Sedimark · ShahinAbdoulSoukour · Jun 22, 2025 · Jun 22, 2025 · Jun 22, 2025 · Jun 22, 2025
diff --git a/InteroperabilityEnabler/utils/merge_data.py b/InteroperabilityEnabler/utils/merge_data.py
@@ -5,20 +5,20 @@
 Maintainer: Shahin ABDOUL SOUKOUR - Inria
 """
 
+import numpy as np
 import pandas as pd
 
-
 def merge_predicted_data(df_initial, predicted_df_with_metadata):
     """
     Merge predicted data into the initial DataFrame by matching column names.
-    Add 'null' for missing columns in the predicted data.
+    Add `np.nan` (proper null) for missing columns in the predicted data.
 
     Args:
         df_initial: DataFrame containing the original selected columns.
-        predicted_df_with_metadata: DataFrame containing the predicted data with metadata (column names).
+        predicted_df_with_metadata: DataFrame containing the predicted data with metadata.
 
     Returns:
-        A merged Pandas DataFrame with 'null' for missing columns.
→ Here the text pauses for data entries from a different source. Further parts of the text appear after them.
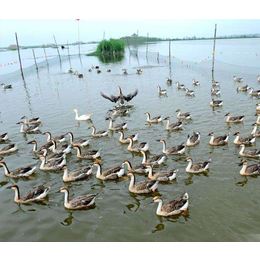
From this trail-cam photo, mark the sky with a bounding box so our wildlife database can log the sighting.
[0,17,260,47]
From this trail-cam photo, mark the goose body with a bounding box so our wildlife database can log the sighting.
[209,132,229,146]
[7,185,50,203]
[73,109,92,121]
[0,161,36,179]
[186,157,211,173]
[59,188,98,210]
[127,172,159,194]
[152,193,189,217]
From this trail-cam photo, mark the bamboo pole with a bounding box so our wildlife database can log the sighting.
[42,44,49,68]
[212,24,217,81]
[53,35,61,66]
[15,33,24,80]
[32,49,38,71]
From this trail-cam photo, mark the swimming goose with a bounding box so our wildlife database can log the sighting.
[100,86,138,106]
[118,130,138,144]
[192,79,200,86]
[237,85,249,91]
[59,188,98,210]
[73,145,101,160]
[127,172,159,194]
[156,139,185,155]
[0,144,18,155]
[209,132,229,146]
[251,123,260,137]
[186,157,211,173]
[157,86,167,96]
[93,162,125,181]
[0,161,36,179]
[225,113,245,123]
[146,164,179,182]
[72,109,92,121]
[40,155,66,171]
[127,136,149,153]
[233,76,243,82]
[62,165,93,182]
[211,88,221,96]
[239,160,260,175]
[186,132,200,146]
[124,160,148,174]
[234,132,255,145]
[175,109,191,119]
[106,117,127,131]
[67,132,89,147]
[210,98,223,107]
[164,116,182,130]
[7,185,51,203]
[239,144,260,158]
[1,83,12,89]
[43,132,67,143]
[49,140,72,153]
[184,88,195,96]
[21,116,41,125]
[151,193,189,217]
[249,87,260,97]
[141,151,166,165]
[176,81,185,89]
[17,122,39,134]
[144,112,162,123]
[88,125,108,137]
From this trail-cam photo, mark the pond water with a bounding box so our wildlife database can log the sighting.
[0,39,260,241]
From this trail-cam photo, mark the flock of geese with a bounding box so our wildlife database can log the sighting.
[0,69,260,216]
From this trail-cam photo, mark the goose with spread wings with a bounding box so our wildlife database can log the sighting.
[101,86,138,106]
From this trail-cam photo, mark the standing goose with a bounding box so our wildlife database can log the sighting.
[157,139,185,155]
[144,112,162,123]
[209,132,229,146]
[157,86,167,96]
[59,188,98,210]
[17,122,39,134]
[186,132,200,146]
[147,164,179,182]
[234,132,255,145]
[124,160,148,174]
[0,161,36,179]
[106,117,127,131]
[72,109,92,121]
[67,132,89,147]
[225,113,245,123]
[21,116,41,125]
[239,160,260,175]
[89,125,108,137]
[127,136,149,153]
[186,157,211,173]
[233,76,243,82]
[0,144,18,155]
[127,172,159,194]
[175,109,191,119]
[93,162,125,181]
[164,116,182,130]
[152,193,189,217]
[118,130,138,144]
[73,145,101,160]
[7,185,51,203]
[239,144,260,158]
[62,165,92,182]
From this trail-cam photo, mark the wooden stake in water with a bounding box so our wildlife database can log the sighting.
[15,33,24,80]
[42,44,49,68]
[212,24,217,81]
[53,35,61,66]
[32,49,38,71]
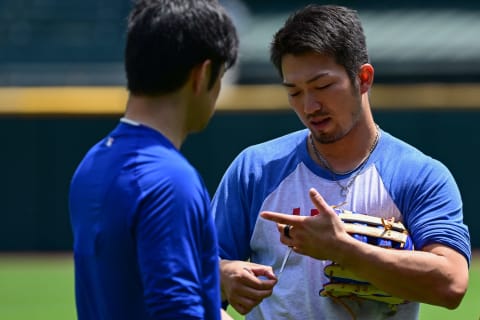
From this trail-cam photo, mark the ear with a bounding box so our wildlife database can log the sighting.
[358,63,374,94]
[191,60,212,94]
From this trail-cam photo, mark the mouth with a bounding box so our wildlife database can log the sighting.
[309,117,331,131]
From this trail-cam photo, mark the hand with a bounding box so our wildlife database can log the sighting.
[261,188,354,261]
[220,260,277,315]
[220,309,233,320]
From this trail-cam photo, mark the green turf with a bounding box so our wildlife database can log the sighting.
[0,254,480,320]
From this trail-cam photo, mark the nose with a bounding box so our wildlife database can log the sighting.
[303,92,322,114]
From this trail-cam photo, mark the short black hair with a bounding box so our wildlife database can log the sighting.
[125,0,238,95]
[270,4,369,82]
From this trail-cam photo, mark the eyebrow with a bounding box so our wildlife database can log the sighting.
[282,72,328,88]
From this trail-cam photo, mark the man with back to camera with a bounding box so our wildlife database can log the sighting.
[69,0,238,320]
[213,5,471,320]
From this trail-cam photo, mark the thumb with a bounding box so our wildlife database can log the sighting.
[308,188,331,212]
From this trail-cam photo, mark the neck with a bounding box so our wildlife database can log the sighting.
[308,125,380,175]
[124,95,187,149]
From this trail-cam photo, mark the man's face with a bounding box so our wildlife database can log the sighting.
[282,53,363,143]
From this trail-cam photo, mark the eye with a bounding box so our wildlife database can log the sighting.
[288,91,300,97]
[315,83,331,90]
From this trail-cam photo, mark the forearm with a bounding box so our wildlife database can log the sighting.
[337,241,468,309]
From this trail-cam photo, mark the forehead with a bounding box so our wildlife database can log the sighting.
[282,52,347,83]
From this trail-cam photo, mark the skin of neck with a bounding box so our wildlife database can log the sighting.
[124,90,189,149]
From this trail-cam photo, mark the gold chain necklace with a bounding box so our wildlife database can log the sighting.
[310,126,380,197]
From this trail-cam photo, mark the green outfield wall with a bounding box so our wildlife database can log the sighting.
[0,85,480,251]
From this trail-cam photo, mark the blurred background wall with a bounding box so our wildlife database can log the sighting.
[0,0,480,251]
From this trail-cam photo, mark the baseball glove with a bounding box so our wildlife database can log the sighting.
[320,208,414,310]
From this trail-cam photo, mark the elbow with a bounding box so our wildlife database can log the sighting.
[440,280,468,310]
[444,290,466,310]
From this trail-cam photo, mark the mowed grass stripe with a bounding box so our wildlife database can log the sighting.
[0,253,480,320]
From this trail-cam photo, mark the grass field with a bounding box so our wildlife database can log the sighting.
[0,254,480,320]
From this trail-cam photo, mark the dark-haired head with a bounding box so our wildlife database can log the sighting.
[270,5,369,83]
[125,0,238,96]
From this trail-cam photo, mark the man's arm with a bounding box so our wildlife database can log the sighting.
[261,189,468,309]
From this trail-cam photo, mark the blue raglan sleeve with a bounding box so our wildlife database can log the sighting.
[382,147,471,262]
[405,159,471,263]
[135,164,220,319]
[212,152,253,260]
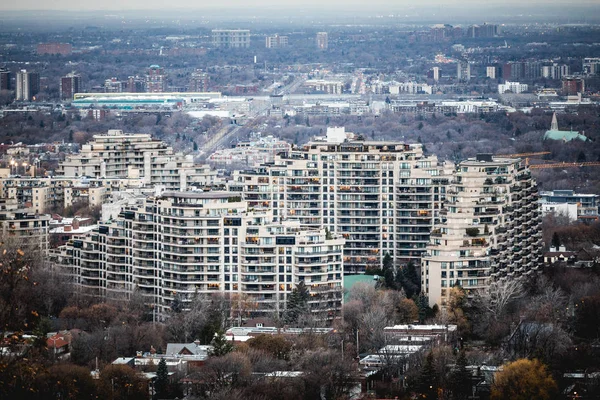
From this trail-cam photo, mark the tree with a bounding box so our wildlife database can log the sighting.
[154,358,169,399]
[246,335,292,360]
[490,358,558,400]
[284,281,310,324]
[209,330,233,357]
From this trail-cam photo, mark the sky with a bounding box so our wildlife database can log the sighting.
[0,0,599,12]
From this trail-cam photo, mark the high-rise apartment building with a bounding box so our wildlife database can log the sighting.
[146,65,167,93]
[58,129,217,190]
[456,61,471,81]
[212,29,250,49]
[265,34,288,49]
[562,76,585,96]
[421,155,543,306]
[125,76,146,93]
[580,57,600,75]
[51,192,344,319]
[316,32,329,50]
[230,128,445,273]
[190,70,210,92]
[0,199,50,254]
[60,72,81,100]
[15,69,40,101]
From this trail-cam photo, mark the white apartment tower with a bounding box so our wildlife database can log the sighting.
[58,129,217,190]
[230,131,445,273]
[421,155,542,306]
[52,192,344,319]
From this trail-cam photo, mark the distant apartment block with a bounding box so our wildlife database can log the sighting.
[421,155,542,306]
[0,199,50,253]
[467,23,500,38]
[316,32,329,50]
[145,65,167,93]
[59,73,81,100]
[37,43,73,56]
[103,77,123,93]
[51,192,344,319]
[540,190,600,220]
[542,63,570,79]
[303,79,344,94]
[562,76,585,96]
[229,128,446,273]
[208,136,292,166]
[125,75,146,93]
[583,57,600,75]
[190,70,210,92]
[212,29,250,49]
[498,81,529,94]
[265,34,288,49]
[0,68,13,90]
[16,69,40,101]
[456,61,471,81]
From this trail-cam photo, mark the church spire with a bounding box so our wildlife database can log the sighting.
[550,113,558,131]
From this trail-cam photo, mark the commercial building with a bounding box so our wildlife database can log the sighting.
[498,81,529,94]
[230,128,445,273]
[421,155,542,306]
[15,69,40,101]
[265,34,288,49]
[212,29,250,49]
[146,65,167,93]
[60,72,81,100]
[52,192,344,319]
[316,32,329,50]
[542,63,570,79]
[583,57,600,75]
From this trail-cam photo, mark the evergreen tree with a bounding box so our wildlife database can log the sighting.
[154,358,169,399]
[552,232,560,250]
[284,281,310,324]
[450,351,472,400]
[209,330,233,357]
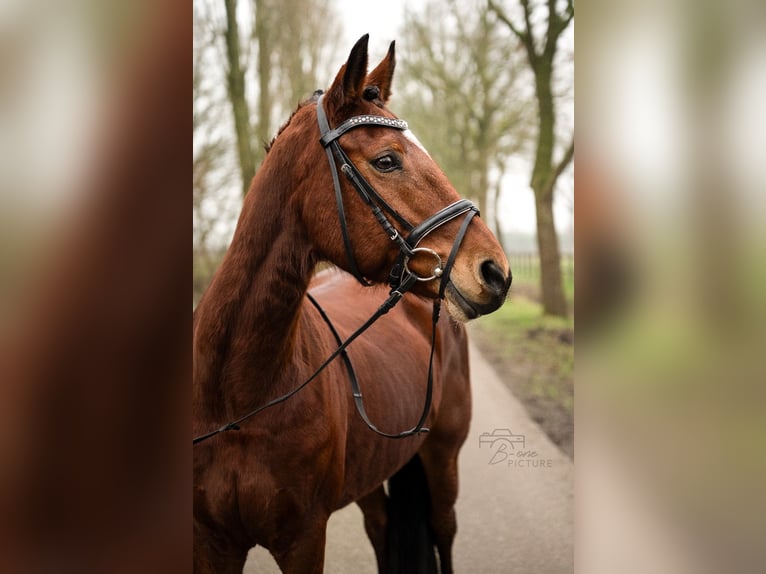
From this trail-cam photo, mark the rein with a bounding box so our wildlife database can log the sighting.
[192,91,479,445]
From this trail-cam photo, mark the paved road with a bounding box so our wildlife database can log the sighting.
[249,347,574,574]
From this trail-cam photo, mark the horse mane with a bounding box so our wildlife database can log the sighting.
[263,90,322,154]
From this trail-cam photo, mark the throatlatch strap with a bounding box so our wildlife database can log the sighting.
[317,95,371,287]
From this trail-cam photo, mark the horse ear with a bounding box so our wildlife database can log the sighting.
[367,42,396,104]
[327,34,370,111]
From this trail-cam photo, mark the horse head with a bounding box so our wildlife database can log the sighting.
[292,36,511,321]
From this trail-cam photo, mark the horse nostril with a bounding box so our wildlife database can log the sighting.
[480,259,511,295]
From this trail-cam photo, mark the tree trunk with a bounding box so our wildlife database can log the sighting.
[535,194,567,317]
[530,58,567,317]
[224,0,255,195]
[253,0,274,176]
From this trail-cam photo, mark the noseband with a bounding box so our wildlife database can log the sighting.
[317,95,479,298]
[192,91,479,445]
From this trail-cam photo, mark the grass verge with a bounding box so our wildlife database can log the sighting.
[471,294,574,457]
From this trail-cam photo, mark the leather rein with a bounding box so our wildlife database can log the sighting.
[192,91,479,445]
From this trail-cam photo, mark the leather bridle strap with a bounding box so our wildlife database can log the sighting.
[192,279,416,445]
[317,95,412,287]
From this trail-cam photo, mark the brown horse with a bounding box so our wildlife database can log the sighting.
[193,36,510,573]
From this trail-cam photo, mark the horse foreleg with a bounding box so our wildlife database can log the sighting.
[356,484,387,572]
[271,518,327,574]
[193,522,247,574]
[419,448,458,574]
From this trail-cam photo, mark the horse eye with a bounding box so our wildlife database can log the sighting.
[372,154,399,173]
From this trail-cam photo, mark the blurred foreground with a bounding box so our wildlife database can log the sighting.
[575,1,766,573]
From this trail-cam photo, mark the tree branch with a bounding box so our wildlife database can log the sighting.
[488,0,537,65]
[489,0,526,42]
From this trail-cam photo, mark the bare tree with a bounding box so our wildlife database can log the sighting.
[488,0,574,316]
[399,1,530,241]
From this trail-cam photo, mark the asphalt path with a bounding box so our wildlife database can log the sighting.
[244,346,574,574]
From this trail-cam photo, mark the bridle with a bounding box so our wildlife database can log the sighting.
[316,92,479,299]
[192,90,479,445]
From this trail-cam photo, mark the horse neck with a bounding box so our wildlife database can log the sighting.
[194,152,316,424]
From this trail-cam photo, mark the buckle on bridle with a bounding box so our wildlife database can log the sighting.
[403,247,444,281]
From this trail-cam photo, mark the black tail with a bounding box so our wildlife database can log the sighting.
[385,455,437,574]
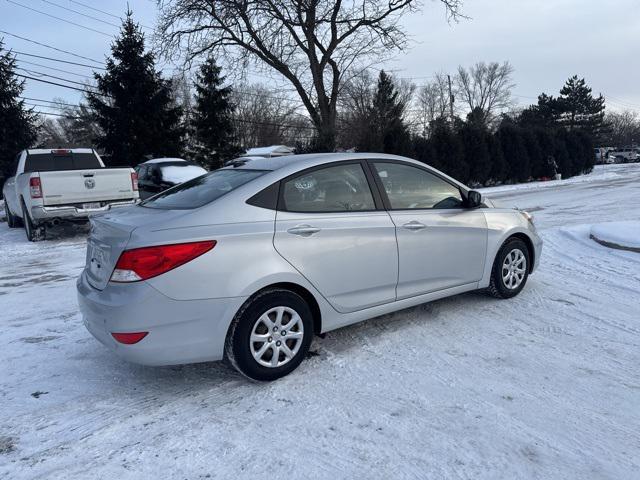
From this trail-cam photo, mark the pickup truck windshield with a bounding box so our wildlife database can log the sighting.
[140,169,267,210]
[24,152,102,173]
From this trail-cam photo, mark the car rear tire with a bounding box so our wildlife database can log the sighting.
[22,202,46,242]
[487,237,531,298]
[4,198,22,228]
[225,289,313,381]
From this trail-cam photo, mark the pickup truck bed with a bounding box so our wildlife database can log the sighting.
[3,149,139,240]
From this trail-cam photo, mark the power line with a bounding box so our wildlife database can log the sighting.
[15,73,108,97]
[69,0,153,30]
[12,50,106,70]
[16,67,92,86]
[603,95,640,108]
[7,0,113,38]
[33,110,80,120]
[0,30,104,65]
[41,0,120,28]
[18,97,76,107]
[18,59,94,78]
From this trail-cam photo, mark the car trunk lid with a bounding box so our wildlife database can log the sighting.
[85,206,184,290]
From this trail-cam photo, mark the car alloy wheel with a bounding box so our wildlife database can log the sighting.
[502,248,527,290]
[249,306,304,368]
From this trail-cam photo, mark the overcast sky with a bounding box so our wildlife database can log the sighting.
[0,0,640,115]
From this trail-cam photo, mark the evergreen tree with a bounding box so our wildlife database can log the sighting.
[192,57,240,168]
[557,75,605,138]
[519,128,546,179]
[518,93,562,128]
[368,70,411,155]
[0,38,37,181]
[531,128,557,178]
[87,11,184,166]
[487,135,507,183]
[413,137,437,167]
[553,129,573,178]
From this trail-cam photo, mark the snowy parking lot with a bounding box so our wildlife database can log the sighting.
[0,164,640,479]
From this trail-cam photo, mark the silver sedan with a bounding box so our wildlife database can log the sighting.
[77,153,542,380]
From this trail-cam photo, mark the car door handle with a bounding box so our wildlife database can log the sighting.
[287,225,320,237]
[402,220,427,231]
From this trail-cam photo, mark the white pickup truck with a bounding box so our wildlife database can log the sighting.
[2,148,139,242]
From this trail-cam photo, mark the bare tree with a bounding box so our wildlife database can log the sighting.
[605,110,640,147]
[231,84,314,149]
[456,62,515,125]
[157,0,462,149]
[415,73,457,137]
[37,99,100,148]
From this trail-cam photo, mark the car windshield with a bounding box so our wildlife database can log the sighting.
[140,169,267,210]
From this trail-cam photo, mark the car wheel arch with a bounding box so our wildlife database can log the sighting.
[496,232,536,273]
[235,282,322,334]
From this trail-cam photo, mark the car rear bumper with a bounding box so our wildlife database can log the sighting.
[77,272,246,365]
[31,199,138,221]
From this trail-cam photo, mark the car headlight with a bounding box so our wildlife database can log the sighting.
[520,210,533,225]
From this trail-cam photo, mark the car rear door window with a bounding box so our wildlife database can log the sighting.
[282,163,376,213]
[373,162,463,210]
[141,169,267,210]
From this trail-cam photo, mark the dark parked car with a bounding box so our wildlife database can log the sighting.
[136,158,207,200]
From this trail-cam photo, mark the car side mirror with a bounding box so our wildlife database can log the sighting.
[467,190,482,208]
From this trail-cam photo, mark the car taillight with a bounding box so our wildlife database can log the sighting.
[111,240,216,282]
[111,332,149,345]
[29,177,42,198]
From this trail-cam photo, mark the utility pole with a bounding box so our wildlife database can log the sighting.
[447,75,455,125]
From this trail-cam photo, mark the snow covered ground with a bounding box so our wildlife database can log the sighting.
[0,164,640,479]
[590,220,640,252]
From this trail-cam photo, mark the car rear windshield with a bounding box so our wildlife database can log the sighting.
[140,169,267,210]
[24,152,102,173]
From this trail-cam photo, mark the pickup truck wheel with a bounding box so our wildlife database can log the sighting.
[4,199,22,228]
[22,203,46,242]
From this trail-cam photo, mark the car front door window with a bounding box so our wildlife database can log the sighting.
[282,163,376,213]
[374,162,463,210]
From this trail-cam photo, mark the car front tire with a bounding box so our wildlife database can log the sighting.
[225,289,313,381]
[487,237,531,298]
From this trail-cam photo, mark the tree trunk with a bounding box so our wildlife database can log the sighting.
[315,112,336,152]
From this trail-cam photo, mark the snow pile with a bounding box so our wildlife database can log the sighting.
[162,165,207,184]
[478,165,621,194]
[591,221,640,252]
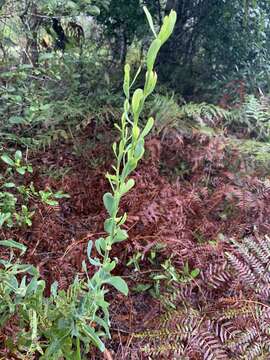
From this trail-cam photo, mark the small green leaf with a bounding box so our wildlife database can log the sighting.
[2,183,16,189]
[158,10,177,45]
[141,117,155,138]
[190,269,200,279]
[147,39,162,72]
[144,71,157,97]
[132,89,144,114]
[105,276,128,296]
[95,238,106,256]
[87,240,93,261]
[104,218,114,234]
[120,179,135,194]
[122,159,138,179]
[123,64,130,98]
[134,139,144,160]
[14,150,22,161]
[113,228,128,243]
[0,239,27,254]
[1,153,15,166]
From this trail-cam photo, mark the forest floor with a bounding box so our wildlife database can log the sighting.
[1,122,270,360]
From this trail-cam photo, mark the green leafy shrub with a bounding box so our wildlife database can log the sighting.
[0,9,176,360]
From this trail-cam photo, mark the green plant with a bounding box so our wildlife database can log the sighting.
[38,188,70,206]
[1,150,33,175]
[0,9,176,360]
[0,150,69,227]
[228,95,270,141]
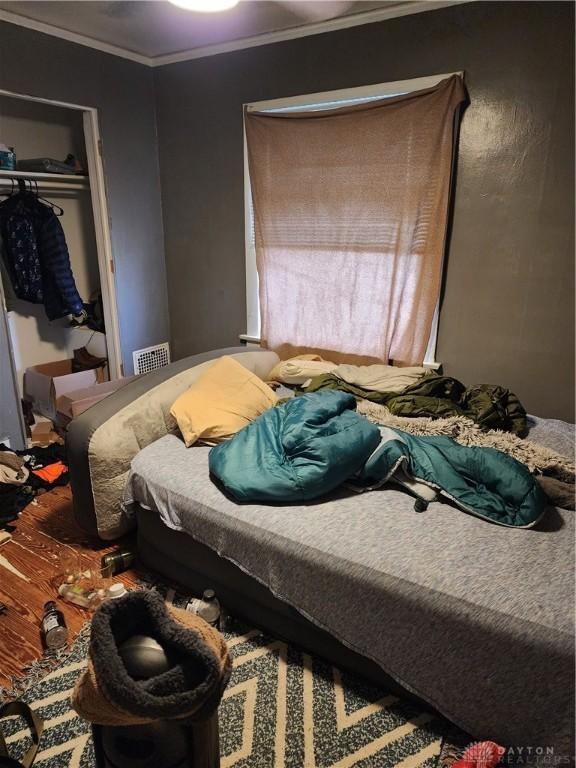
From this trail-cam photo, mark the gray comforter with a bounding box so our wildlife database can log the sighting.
[126,420,574,755]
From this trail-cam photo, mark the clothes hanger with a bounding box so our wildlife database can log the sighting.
[30,179,64,216]
[0,176,16,197]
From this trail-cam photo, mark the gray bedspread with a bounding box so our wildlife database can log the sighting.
[126,419,574,755]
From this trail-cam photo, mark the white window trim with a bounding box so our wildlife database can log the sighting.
[239,72,464,368]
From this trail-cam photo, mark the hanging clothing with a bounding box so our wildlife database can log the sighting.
[0,192,84,320]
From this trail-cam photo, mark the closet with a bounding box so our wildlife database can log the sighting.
[0,94,118,447]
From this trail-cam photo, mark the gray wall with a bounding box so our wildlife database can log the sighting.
[154,2,574,420]
[0,22,169,374]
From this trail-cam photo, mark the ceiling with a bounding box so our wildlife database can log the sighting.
[0,0,462,63]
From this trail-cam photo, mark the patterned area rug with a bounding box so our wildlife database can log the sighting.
[2,590,469,768]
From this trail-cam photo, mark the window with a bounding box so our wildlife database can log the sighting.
[241,73,461,366]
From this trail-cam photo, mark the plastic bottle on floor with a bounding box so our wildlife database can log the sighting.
[186,589,220,628]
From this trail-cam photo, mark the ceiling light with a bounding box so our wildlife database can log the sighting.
[170,0,239,13]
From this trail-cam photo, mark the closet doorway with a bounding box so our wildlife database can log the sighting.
[0,90,123,448]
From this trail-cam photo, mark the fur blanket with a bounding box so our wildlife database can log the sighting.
[357,400,576,484]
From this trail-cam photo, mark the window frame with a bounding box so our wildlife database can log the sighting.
[239,72,464,368]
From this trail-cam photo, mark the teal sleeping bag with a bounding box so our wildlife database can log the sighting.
[354,427,546,528]
[209,391,380,504]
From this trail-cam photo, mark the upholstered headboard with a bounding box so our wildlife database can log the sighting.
[66,347,279,539]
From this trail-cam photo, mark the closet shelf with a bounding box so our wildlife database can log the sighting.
[0,171,90,191]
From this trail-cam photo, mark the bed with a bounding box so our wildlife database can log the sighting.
[126,420,574,754]
[67,348,574,758]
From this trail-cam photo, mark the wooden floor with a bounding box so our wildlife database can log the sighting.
[0,485,138,685]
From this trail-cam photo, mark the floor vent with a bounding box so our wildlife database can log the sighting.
[132,341,170,374]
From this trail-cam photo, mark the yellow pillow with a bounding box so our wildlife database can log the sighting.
[268,355,337,385]
[170,357,278,447]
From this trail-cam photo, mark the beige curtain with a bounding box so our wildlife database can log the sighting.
[245,76,465,365]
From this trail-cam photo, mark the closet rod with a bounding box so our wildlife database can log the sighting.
[0,176,90,192]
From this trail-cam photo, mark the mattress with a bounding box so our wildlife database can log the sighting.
[125,419,574,755]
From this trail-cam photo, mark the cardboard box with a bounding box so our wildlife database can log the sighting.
[24,360,101,421]
[56,376,138,427]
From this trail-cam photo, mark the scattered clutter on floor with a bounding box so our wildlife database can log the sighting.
[101,547,136,576]
[0,585,471,768]
[54,548,135,611]
[42,600,68,650]
[0,443,68,528]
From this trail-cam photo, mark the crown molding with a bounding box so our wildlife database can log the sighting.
[150,0,475,67]
[0,0,475,67]
[0,9,153,67]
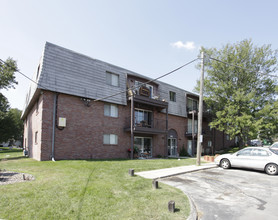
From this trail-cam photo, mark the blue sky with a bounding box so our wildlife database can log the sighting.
[0,0,278,109]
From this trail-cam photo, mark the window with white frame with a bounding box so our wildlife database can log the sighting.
[187,118,198,134]
[169,91,176,102]
[103,134,118,145]
[134,80,153,98]
[35,131,38,144]
[106,72,119,86]
[104,104,118,118]
[208,141,212,147]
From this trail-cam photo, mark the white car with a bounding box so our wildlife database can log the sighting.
[214,147,278,175]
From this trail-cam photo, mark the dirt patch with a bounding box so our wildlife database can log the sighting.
[0,170,35,185]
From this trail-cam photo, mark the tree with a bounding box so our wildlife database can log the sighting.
[0,108,23,142]
[0,58,17,142]
[196,40,278,144]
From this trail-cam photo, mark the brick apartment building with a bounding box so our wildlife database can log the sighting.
[22,42,234,160]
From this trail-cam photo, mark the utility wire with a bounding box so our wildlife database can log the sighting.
[0,59,48,90]
[208,56,278,77]
[94,58,200,102]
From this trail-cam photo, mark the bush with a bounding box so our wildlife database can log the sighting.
[180,145,190,157]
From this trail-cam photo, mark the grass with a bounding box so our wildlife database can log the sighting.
[0,152,195,219]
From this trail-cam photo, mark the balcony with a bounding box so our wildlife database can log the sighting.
[186,106,212,118]
[133,94,168,109]
[124,117,168,134]
[185,126,212,138]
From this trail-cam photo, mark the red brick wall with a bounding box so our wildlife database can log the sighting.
[23,93,42,160]
[24,91,235,160]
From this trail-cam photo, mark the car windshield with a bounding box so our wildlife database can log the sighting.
[269,147,278,155]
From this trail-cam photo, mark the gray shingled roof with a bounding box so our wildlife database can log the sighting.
[23,42,199,117]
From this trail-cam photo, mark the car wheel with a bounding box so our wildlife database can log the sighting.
[265,163,278,175]
[220,159,231,169]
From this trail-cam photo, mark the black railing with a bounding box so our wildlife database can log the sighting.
[125,117,166,130]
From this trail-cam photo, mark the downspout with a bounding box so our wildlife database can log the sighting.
[51,93,58,162]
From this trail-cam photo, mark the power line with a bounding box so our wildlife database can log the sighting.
[0,59,48,90]
[208,56,278,77]
[94,58,200,102]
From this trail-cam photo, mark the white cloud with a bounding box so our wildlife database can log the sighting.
[171,41,196,50]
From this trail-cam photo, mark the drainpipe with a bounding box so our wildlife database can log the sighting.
[51,93,57,162]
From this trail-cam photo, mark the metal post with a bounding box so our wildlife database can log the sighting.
[196,52,204,166]
[189,110,196,154]
[130,94,134,160]
[164,106,169,158]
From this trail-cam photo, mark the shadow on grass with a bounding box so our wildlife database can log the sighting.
[0,156,26,161]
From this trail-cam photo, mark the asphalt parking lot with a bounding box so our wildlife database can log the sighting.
[160,168,278,220]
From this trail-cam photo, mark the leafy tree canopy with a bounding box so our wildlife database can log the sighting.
[0,58,17,89]
[196,40,278,145]
[0,58,20,142]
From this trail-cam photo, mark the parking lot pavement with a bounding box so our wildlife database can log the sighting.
[160,168,278,220]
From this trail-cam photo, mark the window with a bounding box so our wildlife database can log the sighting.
[104,104,118,118]
[208,141,212,147]
[237,148,252,156]
[169,91,176,102]
[35,131,38,144]
[252,149,270,157]
[187,98,198,111]
[134,109,152,127]
[103,134,118,145]
[187,118,198,134]
[134,80,153,98]
[106,72,119,86]
[36,100,39,114]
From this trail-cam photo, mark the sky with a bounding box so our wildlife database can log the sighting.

+        A merged Pandas DataFrame with `np.nan` for missing columns.
     """
     try:
         # Get all unique columns from both DataFrames
@@ -29,9 +29,9 @@ def merge_predicted_data(df_initial, predicted_df_with_metadata):
         # Ensure all columns are present in both DataFrames
         for col in all_columns:
             if col not in df_initial.columns:
-                df_initial[col] = "null"
+                df_initial[col] = np.nan  # Use np.nan instead of "null"
             if col not in predicted_df_with_metadata.columns:
-                predicted_df_with_metadata[col] = "null"
+                predicted_df_with_metadata[col] = np.nan  # Use np.nan instead of "null"
 
         # Reorder columns to match the initial DataFrame's order
         df = df_initial[sorted(all_columns)]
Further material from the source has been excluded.